Indeed. Your booleans are not declared to be changed asynchronously. So
the compiler may optimize away the entire loop and check the condition
only once. And even if the compiler will not do this kind of
optimization you are missing a memory barrier, i.e. the CPU cache of the
executing thread might return out-dated values.

This changes by the call to cout<<. First of all any function call might
change any static variable unless it is an inline function and the
compiler knows its code. So calling a function from another object
module implicitly acts like volatile here.

Secondly the iostreams are thread-safe (nowadays guaranteed), i.e.
writing to the same stream from different threads is defined behavior in
the way that it will not turn the stream into an inconsistent state and
no output is lost. (Note that the order of the output is still undefined.)
However, this thread safety is usually implemented by a mutex. So each
call to operator<< acquires and releases a mutex at least once. The
mutex operations in turn imply a full memory barrier. So the CPU cache
is also synchronized. That't the reason why it works.

This is also why others recommended atomic_bool.
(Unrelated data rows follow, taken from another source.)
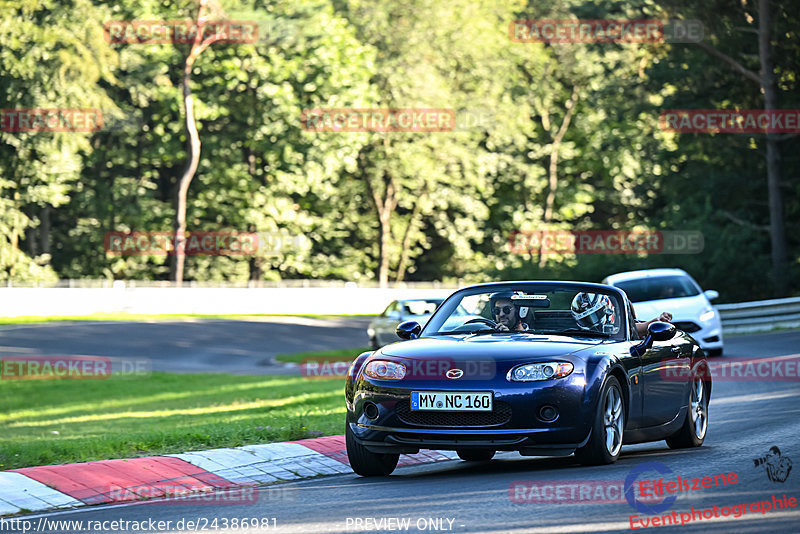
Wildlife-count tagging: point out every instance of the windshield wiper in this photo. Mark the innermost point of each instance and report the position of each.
(575, 331)
(465, 332)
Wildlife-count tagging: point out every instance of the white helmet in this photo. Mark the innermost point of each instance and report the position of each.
(593, 311)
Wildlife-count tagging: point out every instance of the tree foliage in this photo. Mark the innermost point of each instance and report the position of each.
(553, 136)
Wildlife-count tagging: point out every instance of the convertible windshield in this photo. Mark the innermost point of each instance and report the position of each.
(572, 310)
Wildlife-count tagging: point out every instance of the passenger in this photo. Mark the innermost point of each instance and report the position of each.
(641, 326)
(595, 311)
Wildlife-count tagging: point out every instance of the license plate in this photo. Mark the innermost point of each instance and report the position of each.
(462, 401)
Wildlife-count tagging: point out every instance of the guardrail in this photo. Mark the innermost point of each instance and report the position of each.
(760, 315)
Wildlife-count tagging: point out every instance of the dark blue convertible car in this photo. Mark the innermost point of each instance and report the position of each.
(543, 368)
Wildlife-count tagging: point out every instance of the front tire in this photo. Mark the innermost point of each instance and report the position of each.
(475, 455)
(605, 442)
(694, 428)
(366, 463)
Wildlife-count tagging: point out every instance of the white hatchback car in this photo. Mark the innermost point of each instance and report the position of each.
(653, 291)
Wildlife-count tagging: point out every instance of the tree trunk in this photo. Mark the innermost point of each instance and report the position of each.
(44, 229)
(552, 182)
(553, 168)
(193, 143)
(193, 149)
(384, 207)
(777, 230)
(405, 252)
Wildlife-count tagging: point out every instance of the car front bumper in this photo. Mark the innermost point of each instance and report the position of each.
(515, 422)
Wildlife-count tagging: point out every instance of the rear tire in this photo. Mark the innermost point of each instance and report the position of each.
(475, 455)
(366, 463)
(694, 428)
(605, 442)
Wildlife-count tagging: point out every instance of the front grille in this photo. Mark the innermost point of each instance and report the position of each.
(687, 326)
(501, 414)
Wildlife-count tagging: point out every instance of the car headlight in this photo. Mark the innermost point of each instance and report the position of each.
(539, 371)
(707, 315)
(384, 370)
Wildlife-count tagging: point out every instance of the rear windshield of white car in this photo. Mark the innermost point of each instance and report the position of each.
(421, 307)
(660, 287)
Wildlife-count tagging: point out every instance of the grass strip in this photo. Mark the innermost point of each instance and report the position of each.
(45, 422)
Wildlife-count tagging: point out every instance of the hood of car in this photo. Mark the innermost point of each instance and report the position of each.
(682, 309)
(488, 346)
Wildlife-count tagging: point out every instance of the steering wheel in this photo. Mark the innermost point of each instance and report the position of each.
(481, 320)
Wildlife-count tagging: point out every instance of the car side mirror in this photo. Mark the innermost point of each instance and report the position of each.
(408, 330)
(661, 331)
(656, 331)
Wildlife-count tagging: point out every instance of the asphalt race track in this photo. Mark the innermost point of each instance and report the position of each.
(746, 419)
(198, 345)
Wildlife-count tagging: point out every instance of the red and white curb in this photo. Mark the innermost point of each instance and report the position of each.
(112, 481)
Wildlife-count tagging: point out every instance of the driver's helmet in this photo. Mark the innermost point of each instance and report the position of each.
(593, 311)
(522, 311)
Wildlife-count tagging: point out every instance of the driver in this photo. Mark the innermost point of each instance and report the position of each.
(506, 314)
(593, 311)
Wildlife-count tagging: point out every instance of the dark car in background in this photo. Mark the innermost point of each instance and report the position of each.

volatile in contrast is /not sufficient/ as it solves the optimization
problem but not the memory fence for cache coherence. Although on
typical hardware the caches become synchronized somewhat later. So your
detection is usually only delayed undefinedly.

But besides all the discussion above I would reject this code as soon as
I see it anywhere because of the busy loop that constantly eats CPU
cycles without any reasonable result. A wait() is missing in this loop.
I would not even accept this for educational purposes unless the task is
to demonstrate what happens because of the wrong code.


Marcel

[Bo Persson]

This is very much like using volatile - not sufficent. :-)

Modern compilers are smart enough to inline functions from other
modules, so they surely can see the code there as well.

So the "trick" here is that cout either contains some synchronization,
or makes operating system calls, which compilers cannot see through (yet).

>
> volatile in contrast is /not sufficient/ as it solves the optimization
> problem but not the memory fence for cache coherence. Although on
> typical hardware the caches become synchronized somewhat later. So your
> detection is usually only delayed undefinedly.

Bo Persson

[Marcel Mueller]

Full ack!

In C++ (unlike C#) volatile does not force acquire / release semantics
an read / write access to volatile fields. So it is of very limited use.

The only use I remember is to declare class instances as volatile, but
only for the purpose to invoke other thread-safe member function
overloads. This can be very useful for strongly thread safe, reference
counted smart pointers or string classes.


Marcel

[Wouter van Ooijen]

> In C++ (unlike C#) volatile does not force acquire / release semantics
> an read / write access to volatile fields. So it is of very limited use.
>
> The only use I remember is to declare class instances as volatile, but
> only for the purpose to invoke other thread-safe member function
> overloads.

You are under-appreciating voltaile! *Everything* you do in an
application is ultimately communicated to the outside world by
manipulating volatile variables that represent hardware registers that
are somehow electrically coupled to I/O hardware. Without volatile your
application would be totally deaf-mute.

Wouter

[Luca Risolia]

volatile and atomic<> are orthogonal. For example, it would not be
unreasonable to use them together in device drivers that need to access
special I/O memory concurrently:

volatile atomic<int> val; // atomic, no reorderings, no optimizations.